Many investors object to investment decisions made with anything other than pure quantitative analysis. Yaron Brook, president and executive director of the Ayn Rand Institute, agrees with that sentiment. “You should evaluate an investment based on whether it achieves its intended goal,” says Brook. “In general, the goal of a business is to make money, not to serve a social agenda. Companies should be left alone to maximize their profits.” While that may seem a bit cold, Brook poses some questions for investors to ponder: “What does socially responsible investing even mean? Is it socially responsible to manufacture the weapons we need to protect ourselves in a time of war? Is selling alcohol socially responsible? And if not, what about Big Macs and M&M’s? Socially responsible is an undefined term that’s tailor-made for people who want to control what businesses can and can’t produce.”
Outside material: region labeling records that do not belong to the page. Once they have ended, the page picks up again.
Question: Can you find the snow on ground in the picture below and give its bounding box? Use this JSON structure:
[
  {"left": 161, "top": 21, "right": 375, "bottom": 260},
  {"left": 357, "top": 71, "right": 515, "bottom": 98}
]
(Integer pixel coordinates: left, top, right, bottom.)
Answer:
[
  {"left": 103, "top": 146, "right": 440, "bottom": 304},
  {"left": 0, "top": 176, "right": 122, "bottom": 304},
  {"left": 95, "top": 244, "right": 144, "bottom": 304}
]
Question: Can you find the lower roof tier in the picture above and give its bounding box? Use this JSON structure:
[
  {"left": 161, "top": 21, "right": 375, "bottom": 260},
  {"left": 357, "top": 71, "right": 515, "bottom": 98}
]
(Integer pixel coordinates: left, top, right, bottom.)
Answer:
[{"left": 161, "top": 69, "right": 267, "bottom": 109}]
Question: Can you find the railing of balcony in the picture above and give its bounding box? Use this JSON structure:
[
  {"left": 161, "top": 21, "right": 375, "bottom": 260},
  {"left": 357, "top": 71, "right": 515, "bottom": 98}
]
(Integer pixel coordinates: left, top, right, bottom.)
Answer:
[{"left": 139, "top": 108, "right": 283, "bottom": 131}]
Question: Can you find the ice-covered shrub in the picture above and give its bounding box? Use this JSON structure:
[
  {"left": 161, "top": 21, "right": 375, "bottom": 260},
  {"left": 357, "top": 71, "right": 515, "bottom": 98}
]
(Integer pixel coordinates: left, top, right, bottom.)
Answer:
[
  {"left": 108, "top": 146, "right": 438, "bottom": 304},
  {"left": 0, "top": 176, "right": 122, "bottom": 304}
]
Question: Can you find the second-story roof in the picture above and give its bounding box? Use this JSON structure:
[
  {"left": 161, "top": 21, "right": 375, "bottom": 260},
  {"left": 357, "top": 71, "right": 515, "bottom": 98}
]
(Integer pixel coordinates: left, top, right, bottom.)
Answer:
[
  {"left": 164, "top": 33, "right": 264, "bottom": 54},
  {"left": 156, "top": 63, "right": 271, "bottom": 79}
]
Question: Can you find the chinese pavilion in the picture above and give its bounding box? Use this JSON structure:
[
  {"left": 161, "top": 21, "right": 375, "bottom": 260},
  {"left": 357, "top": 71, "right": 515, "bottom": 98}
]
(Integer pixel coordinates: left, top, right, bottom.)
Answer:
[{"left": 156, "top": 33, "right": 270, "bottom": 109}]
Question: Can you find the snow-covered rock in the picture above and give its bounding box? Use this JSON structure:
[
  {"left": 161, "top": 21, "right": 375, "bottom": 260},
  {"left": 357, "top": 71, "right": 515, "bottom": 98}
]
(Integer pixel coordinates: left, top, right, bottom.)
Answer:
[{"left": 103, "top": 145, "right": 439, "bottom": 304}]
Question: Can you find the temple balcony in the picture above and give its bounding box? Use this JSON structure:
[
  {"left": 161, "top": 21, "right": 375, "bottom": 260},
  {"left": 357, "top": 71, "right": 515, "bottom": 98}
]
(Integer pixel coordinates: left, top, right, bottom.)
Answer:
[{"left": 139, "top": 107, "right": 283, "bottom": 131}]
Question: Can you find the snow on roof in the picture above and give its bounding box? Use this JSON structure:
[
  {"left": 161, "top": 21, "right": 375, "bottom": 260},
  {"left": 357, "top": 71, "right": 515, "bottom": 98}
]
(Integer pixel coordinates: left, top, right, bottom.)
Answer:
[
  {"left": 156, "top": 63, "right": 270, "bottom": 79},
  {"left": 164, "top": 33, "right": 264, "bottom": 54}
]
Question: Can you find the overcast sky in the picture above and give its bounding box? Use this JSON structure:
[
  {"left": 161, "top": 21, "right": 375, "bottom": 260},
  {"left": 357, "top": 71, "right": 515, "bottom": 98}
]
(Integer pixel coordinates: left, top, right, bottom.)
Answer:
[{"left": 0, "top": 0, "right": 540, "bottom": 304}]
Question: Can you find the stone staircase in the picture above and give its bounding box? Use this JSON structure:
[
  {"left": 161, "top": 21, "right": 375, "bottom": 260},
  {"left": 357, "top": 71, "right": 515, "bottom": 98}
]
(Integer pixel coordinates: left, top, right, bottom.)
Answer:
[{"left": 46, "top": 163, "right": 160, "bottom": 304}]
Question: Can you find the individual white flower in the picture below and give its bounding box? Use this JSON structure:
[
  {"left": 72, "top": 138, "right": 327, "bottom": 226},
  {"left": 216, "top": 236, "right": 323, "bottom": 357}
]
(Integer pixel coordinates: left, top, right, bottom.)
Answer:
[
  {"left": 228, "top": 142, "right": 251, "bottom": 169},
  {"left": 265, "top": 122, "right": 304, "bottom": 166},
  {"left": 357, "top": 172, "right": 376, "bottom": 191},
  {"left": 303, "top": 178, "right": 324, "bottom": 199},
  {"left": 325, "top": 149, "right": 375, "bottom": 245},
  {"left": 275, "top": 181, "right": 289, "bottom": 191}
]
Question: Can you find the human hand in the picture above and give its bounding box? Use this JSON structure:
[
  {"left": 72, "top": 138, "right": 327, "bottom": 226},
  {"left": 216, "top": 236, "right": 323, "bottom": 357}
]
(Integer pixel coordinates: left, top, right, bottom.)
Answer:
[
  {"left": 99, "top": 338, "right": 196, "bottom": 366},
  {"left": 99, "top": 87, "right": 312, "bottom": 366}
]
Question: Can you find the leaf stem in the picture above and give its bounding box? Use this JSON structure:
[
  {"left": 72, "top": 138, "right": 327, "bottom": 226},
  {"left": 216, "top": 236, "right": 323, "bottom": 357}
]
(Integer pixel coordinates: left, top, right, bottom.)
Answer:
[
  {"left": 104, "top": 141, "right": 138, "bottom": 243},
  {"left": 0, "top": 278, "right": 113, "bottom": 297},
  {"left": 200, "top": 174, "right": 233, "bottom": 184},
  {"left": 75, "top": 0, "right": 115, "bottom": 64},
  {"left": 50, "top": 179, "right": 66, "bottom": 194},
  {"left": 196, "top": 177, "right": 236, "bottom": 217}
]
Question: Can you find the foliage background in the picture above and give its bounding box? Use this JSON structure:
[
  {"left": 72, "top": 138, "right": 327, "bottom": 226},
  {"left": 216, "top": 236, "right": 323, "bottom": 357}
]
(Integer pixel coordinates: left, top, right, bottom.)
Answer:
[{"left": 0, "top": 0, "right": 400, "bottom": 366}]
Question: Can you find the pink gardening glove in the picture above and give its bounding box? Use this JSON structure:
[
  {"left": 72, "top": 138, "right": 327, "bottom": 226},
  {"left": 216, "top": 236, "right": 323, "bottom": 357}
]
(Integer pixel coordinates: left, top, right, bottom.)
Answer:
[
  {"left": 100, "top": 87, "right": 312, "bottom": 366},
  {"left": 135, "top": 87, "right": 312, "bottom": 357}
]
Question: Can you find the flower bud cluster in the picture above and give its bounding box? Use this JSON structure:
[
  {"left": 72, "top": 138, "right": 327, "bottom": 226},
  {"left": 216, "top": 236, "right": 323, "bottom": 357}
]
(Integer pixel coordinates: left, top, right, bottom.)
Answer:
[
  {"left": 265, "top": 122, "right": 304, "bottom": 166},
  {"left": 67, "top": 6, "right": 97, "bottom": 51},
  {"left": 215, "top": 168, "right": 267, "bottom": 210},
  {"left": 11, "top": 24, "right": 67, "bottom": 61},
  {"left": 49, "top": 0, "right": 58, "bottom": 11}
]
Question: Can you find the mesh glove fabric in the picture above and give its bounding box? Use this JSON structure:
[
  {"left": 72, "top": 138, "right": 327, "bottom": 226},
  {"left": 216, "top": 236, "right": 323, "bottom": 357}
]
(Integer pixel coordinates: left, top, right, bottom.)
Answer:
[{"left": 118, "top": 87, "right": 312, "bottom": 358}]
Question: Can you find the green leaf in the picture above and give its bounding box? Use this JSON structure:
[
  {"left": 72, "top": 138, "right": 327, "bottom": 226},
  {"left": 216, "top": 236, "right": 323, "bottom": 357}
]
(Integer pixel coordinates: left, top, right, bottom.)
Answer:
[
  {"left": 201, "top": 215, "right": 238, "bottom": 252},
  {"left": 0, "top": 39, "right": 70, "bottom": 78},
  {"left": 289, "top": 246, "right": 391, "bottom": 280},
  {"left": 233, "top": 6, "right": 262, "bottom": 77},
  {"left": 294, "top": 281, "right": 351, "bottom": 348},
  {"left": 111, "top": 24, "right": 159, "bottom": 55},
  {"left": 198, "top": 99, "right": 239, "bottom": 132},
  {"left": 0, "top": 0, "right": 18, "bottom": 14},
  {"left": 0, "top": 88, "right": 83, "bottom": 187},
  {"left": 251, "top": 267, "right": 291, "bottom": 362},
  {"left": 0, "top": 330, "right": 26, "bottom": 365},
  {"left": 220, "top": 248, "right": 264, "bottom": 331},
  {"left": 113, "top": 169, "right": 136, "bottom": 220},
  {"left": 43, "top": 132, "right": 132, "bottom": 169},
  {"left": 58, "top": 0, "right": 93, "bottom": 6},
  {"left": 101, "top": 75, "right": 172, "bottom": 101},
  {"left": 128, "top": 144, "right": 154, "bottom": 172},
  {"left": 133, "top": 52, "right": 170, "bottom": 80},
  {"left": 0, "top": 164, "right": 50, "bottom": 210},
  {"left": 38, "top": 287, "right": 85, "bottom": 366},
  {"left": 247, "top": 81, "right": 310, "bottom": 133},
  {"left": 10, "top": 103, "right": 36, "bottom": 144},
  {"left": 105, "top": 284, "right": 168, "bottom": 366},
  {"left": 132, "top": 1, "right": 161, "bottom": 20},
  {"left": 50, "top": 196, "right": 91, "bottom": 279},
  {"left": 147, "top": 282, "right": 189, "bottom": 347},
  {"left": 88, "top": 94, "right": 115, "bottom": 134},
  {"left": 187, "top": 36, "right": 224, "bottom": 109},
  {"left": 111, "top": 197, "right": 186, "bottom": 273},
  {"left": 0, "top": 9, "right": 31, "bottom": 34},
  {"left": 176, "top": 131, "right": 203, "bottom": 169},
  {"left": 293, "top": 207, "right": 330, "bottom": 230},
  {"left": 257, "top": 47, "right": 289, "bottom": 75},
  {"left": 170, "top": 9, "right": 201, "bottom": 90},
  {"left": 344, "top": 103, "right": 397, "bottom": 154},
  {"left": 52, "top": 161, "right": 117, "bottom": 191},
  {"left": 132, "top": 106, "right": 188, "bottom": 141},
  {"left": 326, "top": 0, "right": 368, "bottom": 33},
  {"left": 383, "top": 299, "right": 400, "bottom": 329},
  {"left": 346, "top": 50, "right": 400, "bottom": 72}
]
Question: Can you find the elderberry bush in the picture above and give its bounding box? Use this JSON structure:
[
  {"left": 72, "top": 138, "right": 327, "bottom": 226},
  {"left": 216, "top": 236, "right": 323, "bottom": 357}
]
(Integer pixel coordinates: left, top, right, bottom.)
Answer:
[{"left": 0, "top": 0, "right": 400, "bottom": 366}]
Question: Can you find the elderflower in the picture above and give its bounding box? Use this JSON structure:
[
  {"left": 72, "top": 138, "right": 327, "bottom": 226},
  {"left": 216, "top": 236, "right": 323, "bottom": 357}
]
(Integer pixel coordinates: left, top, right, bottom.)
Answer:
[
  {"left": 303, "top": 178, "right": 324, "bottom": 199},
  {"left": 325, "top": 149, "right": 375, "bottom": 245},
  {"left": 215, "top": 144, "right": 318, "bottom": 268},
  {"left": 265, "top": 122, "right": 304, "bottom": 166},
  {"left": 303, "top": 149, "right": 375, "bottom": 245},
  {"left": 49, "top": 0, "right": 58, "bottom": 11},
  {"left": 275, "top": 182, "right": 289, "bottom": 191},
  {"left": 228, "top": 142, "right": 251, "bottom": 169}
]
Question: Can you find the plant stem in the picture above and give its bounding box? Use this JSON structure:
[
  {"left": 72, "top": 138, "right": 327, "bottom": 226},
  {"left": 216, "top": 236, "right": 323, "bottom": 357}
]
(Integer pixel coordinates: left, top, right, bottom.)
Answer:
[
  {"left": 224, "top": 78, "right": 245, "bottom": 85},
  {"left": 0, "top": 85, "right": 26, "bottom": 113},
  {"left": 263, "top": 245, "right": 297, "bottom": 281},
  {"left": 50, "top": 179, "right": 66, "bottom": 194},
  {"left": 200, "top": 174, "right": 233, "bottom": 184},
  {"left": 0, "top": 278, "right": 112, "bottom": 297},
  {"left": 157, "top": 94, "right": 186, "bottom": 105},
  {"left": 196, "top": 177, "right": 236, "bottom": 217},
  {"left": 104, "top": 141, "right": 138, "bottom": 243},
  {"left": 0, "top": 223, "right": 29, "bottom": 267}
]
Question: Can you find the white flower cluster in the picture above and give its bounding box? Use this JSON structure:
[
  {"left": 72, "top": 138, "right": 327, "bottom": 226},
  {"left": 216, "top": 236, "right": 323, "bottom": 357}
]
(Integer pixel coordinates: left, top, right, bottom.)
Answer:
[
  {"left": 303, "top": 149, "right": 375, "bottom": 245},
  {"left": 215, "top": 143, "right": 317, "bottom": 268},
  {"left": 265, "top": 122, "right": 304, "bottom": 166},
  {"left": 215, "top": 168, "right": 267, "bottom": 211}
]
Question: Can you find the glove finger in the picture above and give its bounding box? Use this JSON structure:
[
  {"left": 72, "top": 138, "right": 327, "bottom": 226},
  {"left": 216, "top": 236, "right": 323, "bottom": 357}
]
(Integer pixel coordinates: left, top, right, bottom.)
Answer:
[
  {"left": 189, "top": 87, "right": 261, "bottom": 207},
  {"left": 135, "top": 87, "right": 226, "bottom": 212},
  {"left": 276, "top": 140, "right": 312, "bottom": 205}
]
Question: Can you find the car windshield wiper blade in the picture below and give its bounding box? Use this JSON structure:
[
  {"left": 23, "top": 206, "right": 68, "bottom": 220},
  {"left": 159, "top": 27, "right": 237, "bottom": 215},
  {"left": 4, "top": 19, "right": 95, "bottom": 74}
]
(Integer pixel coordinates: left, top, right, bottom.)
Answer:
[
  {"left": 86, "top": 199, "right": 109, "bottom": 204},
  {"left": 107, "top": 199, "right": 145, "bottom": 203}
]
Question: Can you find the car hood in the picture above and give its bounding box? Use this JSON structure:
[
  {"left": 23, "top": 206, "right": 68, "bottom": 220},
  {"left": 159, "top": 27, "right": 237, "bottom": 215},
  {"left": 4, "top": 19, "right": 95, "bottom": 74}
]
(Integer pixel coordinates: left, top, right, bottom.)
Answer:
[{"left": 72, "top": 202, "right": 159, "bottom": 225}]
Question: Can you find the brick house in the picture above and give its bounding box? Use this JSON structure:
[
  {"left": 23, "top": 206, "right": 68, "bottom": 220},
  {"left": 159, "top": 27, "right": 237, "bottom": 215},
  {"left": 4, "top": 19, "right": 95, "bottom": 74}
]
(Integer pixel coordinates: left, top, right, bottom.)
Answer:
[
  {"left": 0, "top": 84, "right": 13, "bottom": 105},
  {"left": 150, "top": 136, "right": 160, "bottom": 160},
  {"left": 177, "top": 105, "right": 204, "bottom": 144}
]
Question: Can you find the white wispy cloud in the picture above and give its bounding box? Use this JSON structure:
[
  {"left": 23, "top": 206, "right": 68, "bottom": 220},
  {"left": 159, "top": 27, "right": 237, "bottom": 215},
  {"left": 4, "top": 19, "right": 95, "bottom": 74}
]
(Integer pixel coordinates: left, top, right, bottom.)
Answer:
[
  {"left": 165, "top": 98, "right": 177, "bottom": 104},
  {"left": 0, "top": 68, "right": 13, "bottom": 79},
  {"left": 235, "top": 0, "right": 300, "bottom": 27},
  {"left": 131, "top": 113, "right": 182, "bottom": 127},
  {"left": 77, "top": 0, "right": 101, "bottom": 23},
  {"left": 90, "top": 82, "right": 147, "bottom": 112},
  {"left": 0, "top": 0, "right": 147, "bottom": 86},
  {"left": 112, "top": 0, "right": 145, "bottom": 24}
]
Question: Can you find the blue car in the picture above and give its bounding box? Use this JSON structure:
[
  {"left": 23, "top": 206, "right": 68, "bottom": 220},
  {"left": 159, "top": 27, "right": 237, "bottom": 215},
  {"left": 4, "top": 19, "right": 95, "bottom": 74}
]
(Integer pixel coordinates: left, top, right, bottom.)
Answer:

Other experts point to another flaw in SRI and faith-based investing: a dearth of choices in asset classes other than equities. A purely faith-based investor, therefore, isn’t able to properly diversify his portfolio. “There are no SRI investment options with respect to emerging markets equity funds, emerging markets bond funds, or global strategic fixed-income funds. There are some SRI bond funds but they are primarily focused on government, municipal, and corporate debt in the U.S.,” admits Eric Lybarger, principal and owner of Evergreen Global Investment Group L.L.C., which specializes in investment advice and portfolio management.
The debate over religion-influenced investing won’t be settled anytime soon. In the meantime, those who purchase faith-based funds will be praying for outsized gains.